Archive for the ‘Privacy protection’ Category

Embracing Advanced Visualization - apps4NSW Comp entries

Friday, March 26th, 2010 by Jo Deeker

Space-Time Research have developed two entries for the apps4NSW competition (for New South Wales, Australia) using SuperVIEW.  The apps4NSW competition, like the Mashup Australia and Apps For Democracy competitions, invited the public to submit ideas and applications that would benefit the citizens of New South Wales.

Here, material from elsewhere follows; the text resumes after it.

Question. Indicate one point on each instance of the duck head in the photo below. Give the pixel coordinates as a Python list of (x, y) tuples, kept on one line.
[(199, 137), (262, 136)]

I’m excited about our two applications because they are genuinely useful online interactive publications of complex data that everyone will benefit from.  Our Why Australians Travel application presents a dataset from Tourism Research Australia that has not been made available to the public in an interactive way before.  It also includes advanced visualization in the form of a Motion Chart (Gapminder-style) which we’re very excited by! The motion chart can tell a story with data over time that you simply don’t see in static tables or reports.

The How Safe Is Your Suburb 2.0 application provides NSW Crime data in an interactive way, allowing users to analyse relative crime rates ot absolute crime rates by suburb.  This application is supported by one of our newest features - metadata -where explanations about the data are provided to the user to help them understand the meaning of the data.

Go check our applications out and vote for us if you like them!  And if you have any feedback on our entries please don’t hesitate to make a comment on our blog here.

Gov 2.0 Radio Interview: The Future of Privacy

Thursday, March 18th, 2010 by Jo Deeker

Don McIntosh was recently a guest on Gov 2.0 Radio discussing the future of Privacy and how it relates to data.

Said Don:
“Many people, especially Gen Y, have the view that privacy is not an issue for them and to quote Eric Schmidt, ‘If you have something that you don’t want anyone to know, maybe you shouldn’t be doing it in the first place.’ I much prefer the view of Bruce Schneier, who is pretty much the world’s leading expert in information security, who points out in an excellent essay very clearly that people espousing that view ‘… accept the premise that privacy is about hiding a wrong. It’s not. Privacy is an inherent human right, and a requirement for maintaining the human condition with dignity and respect.’”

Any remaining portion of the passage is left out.